Yes, it showed that Michel Brébeuf might have held the murder weapon. But it also showed it was even more likely that Gamache had.

“You know as well as I do,” said Brébeuf, sliding the page back to Gélinas, “that this is supposition. Inadmissible.”

“Then you deny it?”

“Of course I do. I had no idea he had a gun, though I should’ve guessed. Only a fool would keep one in his rooms at a school. Though I’d never have expected this type of gun. A revolver? Does this make sense to you?”

He’d asked the question of Gamache.

“I would’ve expected a missile launcher,” said Gamache, and Brébeuf laughed.

And in a flash, in that easy laugh, Gélinas saw something else.

How these two could have once been friends. They’d have made a formidable team, too, had one not stepped back and the other stepped up.

The mood in the room seemed to have changed, with that moment between the two men.

Michel Brébeuf grew quiet, contemplative.

“Do you want to know why we sometimes had dinner and drinks together?” Brébeuf asked.

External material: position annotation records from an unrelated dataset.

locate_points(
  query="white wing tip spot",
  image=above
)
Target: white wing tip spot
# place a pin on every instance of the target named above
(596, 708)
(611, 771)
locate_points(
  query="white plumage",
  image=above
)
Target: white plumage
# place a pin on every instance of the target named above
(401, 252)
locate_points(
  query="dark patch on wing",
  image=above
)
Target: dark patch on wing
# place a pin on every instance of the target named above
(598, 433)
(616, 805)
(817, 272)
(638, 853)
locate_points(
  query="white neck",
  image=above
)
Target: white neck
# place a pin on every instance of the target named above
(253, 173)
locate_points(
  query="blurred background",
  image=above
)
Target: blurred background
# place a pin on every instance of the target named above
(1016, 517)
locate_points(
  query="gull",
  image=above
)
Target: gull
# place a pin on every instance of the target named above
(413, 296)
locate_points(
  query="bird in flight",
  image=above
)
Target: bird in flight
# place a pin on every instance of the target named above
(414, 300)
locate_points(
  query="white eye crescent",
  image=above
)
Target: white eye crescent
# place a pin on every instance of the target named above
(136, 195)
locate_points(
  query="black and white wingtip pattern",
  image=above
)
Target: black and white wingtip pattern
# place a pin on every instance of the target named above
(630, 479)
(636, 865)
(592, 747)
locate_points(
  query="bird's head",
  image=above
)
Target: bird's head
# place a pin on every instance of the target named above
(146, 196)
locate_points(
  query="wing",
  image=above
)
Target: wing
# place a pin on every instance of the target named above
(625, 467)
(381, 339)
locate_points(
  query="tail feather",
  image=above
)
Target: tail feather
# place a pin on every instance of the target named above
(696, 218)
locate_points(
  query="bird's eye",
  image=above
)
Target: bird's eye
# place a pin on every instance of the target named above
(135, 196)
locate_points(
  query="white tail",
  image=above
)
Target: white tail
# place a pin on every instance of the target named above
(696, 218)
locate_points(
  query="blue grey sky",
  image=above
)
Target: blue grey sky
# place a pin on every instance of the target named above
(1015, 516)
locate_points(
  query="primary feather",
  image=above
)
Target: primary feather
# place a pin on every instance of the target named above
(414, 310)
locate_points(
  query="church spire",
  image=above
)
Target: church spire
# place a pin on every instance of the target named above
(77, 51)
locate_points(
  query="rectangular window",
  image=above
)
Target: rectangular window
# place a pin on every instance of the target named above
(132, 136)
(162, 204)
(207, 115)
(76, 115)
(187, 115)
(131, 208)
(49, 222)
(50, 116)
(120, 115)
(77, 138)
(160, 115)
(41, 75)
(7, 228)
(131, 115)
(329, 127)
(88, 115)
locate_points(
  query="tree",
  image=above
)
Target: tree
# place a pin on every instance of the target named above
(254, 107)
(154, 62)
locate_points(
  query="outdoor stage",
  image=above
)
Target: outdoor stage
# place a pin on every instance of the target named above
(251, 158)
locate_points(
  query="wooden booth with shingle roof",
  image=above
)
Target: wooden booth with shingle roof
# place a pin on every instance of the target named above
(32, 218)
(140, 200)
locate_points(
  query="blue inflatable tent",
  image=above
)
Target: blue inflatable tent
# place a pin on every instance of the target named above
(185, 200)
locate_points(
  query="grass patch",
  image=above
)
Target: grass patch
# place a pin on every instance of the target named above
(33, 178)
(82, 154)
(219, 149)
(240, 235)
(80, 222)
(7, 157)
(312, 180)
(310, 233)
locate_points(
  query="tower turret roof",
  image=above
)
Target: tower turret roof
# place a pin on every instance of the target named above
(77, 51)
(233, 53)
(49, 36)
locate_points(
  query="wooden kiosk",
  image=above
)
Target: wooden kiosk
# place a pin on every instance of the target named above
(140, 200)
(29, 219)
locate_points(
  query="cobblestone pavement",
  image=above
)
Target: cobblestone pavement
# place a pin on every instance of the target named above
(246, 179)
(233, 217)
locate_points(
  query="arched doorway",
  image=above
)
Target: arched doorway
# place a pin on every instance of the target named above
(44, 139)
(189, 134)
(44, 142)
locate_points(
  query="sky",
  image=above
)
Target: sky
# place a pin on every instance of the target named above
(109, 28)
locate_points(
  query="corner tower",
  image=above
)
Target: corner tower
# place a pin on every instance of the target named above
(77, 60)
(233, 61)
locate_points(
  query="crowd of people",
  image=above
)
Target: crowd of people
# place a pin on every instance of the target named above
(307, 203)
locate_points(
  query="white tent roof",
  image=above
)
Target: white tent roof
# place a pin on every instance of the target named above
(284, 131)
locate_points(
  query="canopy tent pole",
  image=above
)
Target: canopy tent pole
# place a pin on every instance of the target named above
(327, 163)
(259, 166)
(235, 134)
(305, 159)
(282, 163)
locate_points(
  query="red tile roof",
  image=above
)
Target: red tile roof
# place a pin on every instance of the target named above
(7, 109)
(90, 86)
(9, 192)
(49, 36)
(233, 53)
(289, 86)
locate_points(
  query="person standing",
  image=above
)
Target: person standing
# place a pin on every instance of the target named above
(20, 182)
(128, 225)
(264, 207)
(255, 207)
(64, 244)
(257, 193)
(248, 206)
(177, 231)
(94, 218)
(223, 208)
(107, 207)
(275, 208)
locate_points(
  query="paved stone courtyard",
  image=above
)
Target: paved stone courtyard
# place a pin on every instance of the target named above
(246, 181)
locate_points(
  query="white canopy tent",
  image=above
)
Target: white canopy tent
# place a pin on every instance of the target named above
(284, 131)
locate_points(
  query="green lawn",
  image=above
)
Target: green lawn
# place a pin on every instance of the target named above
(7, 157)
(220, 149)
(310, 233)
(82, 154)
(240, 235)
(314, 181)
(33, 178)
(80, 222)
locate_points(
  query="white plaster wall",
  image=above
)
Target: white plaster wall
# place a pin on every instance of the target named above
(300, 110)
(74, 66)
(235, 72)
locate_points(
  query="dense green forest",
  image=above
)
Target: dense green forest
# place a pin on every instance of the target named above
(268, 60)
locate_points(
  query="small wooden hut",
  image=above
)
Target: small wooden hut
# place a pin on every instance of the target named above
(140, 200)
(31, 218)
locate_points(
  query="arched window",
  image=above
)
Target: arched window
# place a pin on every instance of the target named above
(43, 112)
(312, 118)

His voice deepening, softening.

Paul Gélinas nodded and glanced over at Gamache, who hadn’t moved. He was still watching Brébeuf with keen, attentive eyes.

“I went there because I was lonely,” said Brébeuf. “I was surrounded by people here, but no one wanted anything to do with me. I don’t blame them. I did this to myself, and I came here to try to make amends. I knew it would be difficult to talk to the senior cadets, every day, about corruption and my own temptation. About all the things that can go wrong, when you’re given authority and a gun and no boundary but your own. It’s one thing to be told that power corrupts,” he turned to Gamache, “but you were right. It’s far more effective to see an example. I told them about what I’d done, how it started small, insignificant even. And grew. I told them about the dangers of falling in with the wrong people. I taught an entire class on the theme of one bad apple. And admitted that had been me. And on the very first day of class, I wrote Matthew 10:36 across the top of the blackboard, and left it there. It was humiliating, but necessary.”

He’d spoken quietly, and directly to Armand.

“I thought the worst would be the classroom, but it wasn’t. The worst was the evenings, when I could hear laughter and music. When I knew you were just down the corridor, talking to your cadets. And I sat there, alone, waiting for someone to perhaps show up.”

Paul Gélinas felt he had vanished, been overwhelmed, buried. A climber caught up in the avalanche that was the relationship between these two men.

“I visited Serge Leduc every now and then because he was the only one who smiled when he saw me.”

“Did you kill him, Michel?” asked Armand quietly.

“Would you put a bullet in your life raft?” asked Brébeuf. “No, I didn’t kill him. I didn’t like or respect him. But then, I don’t like or respect myself. But I didn’t shoot the man.”

“Do you have any idea who did?” asked Gélinas, clawing his way back into the interview.

“I wish I could tell you I think it was a professor and not a student, but I can’t,” said Brébeuf. “The cadets these days aren’t like we were. They’re rough, coarse. Look at that freshman, the one with all the tattoos and piercings. And the language I’ve heard out of her. To professors. Shocking. What’s she doing here? One of Leduc’s recruits, no doubt.”